初めは失敗ばかりしているが、馴れてくるとたまにはストライクも出るので、歓声を挙げた。今の私ならとても覚えられないと思う計算法も、直ぐ頭に入って、ボウルを投げる毎に一喜一憂する。淑やかなAさんまでも、はしゃいだ。皆で気に入ったので、来年もまたここに来ましょうと、話し合って別れた。

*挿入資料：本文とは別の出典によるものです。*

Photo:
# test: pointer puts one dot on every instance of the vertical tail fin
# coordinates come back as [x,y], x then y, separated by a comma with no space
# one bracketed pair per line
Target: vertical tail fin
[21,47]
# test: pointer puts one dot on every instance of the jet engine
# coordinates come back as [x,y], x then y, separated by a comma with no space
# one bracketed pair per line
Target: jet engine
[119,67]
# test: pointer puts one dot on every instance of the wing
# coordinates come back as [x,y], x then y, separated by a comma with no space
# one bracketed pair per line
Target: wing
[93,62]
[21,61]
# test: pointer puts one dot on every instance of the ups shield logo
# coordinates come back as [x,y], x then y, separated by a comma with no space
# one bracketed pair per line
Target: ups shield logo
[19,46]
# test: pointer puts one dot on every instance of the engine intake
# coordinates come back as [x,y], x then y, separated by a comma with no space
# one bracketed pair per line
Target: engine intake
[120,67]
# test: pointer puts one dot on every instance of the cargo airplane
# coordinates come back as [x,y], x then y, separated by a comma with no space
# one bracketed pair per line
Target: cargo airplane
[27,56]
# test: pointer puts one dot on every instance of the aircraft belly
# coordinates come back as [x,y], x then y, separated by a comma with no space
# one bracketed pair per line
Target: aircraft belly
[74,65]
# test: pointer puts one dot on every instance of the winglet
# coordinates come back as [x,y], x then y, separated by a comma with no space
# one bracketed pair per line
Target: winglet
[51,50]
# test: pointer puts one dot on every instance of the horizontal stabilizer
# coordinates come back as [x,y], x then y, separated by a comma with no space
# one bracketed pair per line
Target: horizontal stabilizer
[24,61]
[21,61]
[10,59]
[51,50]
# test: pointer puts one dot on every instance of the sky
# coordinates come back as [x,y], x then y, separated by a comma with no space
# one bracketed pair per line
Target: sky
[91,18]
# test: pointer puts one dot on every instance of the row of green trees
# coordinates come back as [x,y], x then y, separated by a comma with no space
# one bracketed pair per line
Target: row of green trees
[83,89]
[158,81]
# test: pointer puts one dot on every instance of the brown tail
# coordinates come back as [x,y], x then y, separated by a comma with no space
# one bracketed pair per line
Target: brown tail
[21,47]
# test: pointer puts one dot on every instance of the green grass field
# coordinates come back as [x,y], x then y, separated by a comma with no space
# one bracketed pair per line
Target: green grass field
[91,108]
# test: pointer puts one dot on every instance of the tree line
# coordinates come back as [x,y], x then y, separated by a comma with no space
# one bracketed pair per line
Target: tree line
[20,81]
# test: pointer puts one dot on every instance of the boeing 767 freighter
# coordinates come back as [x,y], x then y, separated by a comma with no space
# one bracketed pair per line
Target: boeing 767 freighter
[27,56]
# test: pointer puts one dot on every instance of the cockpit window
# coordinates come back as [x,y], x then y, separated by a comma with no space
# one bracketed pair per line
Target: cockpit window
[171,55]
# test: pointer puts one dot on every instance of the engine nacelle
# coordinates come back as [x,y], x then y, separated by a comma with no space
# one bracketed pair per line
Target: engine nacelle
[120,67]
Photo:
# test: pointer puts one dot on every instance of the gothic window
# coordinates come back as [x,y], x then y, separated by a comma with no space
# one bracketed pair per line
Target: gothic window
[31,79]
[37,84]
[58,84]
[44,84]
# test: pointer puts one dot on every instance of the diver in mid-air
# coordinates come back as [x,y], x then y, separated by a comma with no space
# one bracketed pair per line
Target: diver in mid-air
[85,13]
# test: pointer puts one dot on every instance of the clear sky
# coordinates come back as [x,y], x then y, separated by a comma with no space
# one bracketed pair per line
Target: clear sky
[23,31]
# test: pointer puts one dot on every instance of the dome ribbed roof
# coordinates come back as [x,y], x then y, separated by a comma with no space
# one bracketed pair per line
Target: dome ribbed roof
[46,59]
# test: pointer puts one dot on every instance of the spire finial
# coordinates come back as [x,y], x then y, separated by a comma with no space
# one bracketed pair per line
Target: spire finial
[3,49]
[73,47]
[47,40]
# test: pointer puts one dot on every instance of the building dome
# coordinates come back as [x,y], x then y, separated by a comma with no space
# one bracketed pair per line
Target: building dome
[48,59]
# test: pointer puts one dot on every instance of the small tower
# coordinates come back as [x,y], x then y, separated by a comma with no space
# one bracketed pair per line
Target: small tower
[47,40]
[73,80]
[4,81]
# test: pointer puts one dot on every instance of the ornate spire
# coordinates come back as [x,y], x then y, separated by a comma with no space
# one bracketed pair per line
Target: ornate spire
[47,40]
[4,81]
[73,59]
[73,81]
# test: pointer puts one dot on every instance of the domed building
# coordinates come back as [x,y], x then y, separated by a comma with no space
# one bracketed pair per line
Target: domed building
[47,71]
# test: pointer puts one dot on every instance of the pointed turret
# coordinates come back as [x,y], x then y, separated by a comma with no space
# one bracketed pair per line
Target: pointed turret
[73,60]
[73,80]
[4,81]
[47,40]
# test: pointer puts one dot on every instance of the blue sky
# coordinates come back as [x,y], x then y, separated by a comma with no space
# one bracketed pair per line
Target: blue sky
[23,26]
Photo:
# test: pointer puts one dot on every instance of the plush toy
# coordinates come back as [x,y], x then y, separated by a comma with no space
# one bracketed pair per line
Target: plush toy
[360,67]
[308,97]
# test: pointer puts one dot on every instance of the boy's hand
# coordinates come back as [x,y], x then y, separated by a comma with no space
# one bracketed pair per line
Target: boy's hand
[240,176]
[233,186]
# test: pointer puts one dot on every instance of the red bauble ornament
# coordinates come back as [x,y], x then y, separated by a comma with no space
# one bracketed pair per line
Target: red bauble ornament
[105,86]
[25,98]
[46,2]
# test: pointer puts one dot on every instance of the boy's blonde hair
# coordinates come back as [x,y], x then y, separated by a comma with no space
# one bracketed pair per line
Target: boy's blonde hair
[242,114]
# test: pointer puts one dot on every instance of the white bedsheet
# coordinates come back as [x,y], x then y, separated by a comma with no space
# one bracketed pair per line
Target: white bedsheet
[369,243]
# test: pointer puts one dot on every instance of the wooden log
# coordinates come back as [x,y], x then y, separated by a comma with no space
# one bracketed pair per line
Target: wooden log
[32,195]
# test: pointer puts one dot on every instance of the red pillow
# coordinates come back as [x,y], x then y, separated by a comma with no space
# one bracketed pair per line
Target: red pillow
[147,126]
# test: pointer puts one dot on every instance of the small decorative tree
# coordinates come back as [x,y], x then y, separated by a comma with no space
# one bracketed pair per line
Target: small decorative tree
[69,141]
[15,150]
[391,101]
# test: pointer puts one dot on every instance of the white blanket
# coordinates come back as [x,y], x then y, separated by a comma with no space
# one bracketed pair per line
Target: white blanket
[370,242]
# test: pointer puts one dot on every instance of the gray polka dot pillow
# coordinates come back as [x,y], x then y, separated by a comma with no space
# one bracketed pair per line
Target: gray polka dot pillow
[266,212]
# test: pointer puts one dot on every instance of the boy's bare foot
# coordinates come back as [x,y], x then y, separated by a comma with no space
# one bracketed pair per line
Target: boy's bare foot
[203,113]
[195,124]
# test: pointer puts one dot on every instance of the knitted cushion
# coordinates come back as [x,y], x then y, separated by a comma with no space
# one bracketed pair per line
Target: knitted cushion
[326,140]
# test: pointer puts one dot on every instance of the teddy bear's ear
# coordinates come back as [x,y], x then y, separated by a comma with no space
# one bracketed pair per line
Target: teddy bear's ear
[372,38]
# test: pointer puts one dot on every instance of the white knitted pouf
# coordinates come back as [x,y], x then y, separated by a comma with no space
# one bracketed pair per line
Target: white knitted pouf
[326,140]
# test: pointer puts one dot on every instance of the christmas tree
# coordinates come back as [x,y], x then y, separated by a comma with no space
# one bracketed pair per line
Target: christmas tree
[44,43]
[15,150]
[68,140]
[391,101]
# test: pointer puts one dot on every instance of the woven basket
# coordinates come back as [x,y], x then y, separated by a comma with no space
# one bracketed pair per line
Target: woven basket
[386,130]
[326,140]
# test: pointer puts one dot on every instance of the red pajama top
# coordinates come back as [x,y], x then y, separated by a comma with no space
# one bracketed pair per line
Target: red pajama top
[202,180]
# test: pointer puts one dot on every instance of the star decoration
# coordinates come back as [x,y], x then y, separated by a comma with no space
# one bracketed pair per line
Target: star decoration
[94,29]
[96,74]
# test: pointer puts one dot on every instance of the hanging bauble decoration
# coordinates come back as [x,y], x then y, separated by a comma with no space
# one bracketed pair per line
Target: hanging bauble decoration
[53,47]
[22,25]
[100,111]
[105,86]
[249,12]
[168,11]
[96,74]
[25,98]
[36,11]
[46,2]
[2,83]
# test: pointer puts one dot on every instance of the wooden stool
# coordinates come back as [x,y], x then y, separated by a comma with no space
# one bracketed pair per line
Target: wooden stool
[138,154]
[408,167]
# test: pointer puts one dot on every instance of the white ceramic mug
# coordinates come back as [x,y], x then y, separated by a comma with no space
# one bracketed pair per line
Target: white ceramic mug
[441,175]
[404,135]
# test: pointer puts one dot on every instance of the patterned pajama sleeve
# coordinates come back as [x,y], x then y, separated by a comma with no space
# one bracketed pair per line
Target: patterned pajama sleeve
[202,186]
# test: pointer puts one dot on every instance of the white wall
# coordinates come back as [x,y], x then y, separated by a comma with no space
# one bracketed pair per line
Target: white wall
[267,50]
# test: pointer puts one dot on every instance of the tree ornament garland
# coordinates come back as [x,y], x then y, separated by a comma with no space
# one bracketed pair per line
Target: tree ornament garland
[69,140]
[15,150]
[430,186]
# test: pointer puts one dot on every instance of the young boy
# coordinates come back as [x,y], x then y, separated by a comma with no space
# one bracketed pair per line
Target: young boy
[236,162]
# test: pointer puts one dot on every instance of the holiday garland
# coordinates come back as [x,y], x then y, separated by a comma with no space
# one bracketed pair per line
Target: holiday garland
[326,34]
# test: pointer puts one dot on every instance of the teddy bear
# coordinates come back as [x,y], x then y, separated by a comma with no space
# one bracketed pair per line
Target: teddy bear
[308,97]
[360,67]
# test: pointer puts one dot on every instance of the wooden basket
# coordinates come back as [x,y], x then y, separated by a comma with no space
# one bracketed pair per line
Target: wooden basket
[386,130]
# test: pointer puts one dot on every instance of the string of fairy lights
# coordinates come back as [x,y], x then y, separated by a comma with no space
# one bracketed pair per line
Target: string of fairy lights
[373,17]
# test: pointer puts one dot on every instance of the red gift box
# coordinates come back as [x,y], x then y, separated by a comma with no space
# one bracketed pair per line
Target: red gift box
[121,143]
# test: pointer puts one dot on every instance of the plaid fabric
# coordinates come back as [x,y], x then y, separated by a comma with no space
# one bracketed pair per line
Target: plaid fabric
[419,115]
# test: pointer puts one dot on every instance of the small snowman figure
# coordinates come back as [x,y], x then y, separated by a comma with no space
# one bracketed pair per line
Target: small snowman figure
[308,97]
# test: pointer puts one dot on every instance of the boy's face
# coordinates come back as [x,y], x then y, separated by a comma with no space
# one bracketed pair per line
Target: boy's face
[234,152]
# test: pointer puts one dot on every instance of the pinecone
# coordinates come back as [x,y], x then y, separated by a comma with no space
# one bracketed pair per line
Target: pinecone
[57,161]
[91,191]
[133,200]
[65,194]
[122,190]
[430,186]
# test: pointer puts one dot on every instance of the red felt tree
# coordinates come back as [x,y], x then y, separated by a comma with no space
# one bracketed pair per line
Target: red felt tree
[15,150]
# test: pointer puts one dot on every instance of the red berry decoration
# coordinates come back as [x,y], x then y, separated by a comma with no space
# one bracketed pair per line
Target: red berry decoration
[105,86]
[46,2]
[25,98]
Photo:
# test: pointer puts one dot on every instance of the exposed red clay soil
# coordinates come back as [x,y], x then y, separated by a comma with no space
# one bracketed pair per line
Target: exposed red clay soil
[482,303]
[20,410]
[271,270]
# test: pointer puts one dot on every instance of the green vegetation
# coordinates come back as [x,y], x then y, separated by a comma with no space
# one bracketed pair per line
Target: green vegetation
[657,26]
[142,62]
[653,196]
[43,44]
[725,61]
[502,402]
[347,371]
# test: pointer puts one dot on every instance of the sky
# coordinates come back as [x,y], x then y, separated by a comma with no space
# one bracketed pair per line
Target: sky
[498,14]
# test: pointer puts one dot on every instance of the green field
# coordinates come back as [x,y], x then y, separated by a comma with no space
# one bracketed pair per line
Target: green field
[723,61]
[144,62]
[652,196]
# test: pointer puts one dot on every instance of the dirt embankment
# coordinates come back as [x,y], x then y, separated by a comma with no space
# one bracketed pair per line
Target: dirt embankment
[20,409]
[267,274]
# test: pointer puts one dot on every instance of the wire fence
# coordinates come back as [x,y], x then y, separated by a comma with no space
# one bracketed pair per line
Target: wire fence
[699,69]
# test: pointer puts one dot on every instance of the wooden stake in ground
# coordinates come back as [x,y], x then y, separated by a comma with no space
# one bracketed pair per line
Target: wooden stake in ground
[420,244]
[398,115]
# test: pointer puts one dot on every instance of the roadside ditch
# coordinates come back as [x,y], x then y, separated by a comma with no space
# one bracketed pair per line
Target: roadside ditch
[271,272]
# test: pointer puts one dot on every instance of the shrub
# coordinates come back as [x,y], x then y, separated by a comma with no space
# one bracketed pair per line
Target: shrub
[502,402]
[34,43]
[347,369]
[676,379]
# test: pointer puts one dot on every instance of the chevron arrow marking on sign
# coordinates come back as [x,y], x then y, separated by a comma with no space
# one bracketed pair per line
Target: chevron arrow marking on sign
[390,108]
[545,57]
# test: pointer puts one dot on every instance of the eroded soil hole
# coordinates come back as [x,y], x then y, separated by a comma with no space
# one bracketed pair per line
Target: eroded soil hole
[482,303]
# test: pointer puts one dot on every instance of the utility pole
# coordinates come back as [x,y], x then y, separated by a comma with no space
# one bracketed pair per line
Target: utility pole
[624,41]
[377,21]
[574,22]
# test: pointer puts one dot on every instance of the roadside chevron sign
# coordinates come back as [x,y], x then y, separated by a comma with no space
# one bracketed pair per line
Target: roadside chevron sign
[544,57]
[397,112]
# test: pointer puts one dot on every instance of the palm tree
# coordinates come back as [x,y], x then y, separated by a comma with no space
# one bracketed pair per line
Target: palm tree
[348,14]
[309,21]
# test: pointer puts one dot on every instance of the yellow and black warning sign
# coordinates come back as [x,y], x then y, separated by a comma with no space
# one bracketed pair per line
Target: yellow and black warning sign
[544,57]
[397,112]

翌年、その時期になったので、私は最初にCさんに電話をした。娘さんが出られて、先ず「母とどんなご関係ですか」と聞かれる。そして半年前、急に亡くなられたことを知る。去年、他の二人は普段着で私の家に来たのに、この人は紺のパーティ服のような華やかな服装で現れたのを思い出した。

次にAさんに電話をすると、息子さんが出られ、Aさんは体調がわるく、入院中という。それから残った二人、Bさんと私二人は毎年、新宿で待ち合わせ、食事をして旧交を温めあった。そのうち、十年余りを老人病院で過ごしていたAさんの訃報が届いた。Bさんとお悔やみに行く。

又、十年してBさんのご主人から喪中の葉書が届いた。続いてBさんの記念にと、装丁された俳句集が送られてきた。四人組みだったのに、とうとう一人になった。それから又、もう十年の歳月が流れた。

私は今日も生きて美容院で話をしている。しかも、あの人たちの全く知らない世界、DSやWiiの話を聞いている。やっと歩いていても、未だ外出して、好みの人生を過ごしている私は、まれにしかない、幸運に恵まれたすごく細い道を歩いているのではないかしら。

翌日、用事の為、小田急線に乗った。生田駅から一つ目の向丘遊園駅に着くと、私達の行ったボーリング場のビルがホームから見える。
相変わらず、ビルの最上階に書かれたボーリングの文字が人々を誘っている。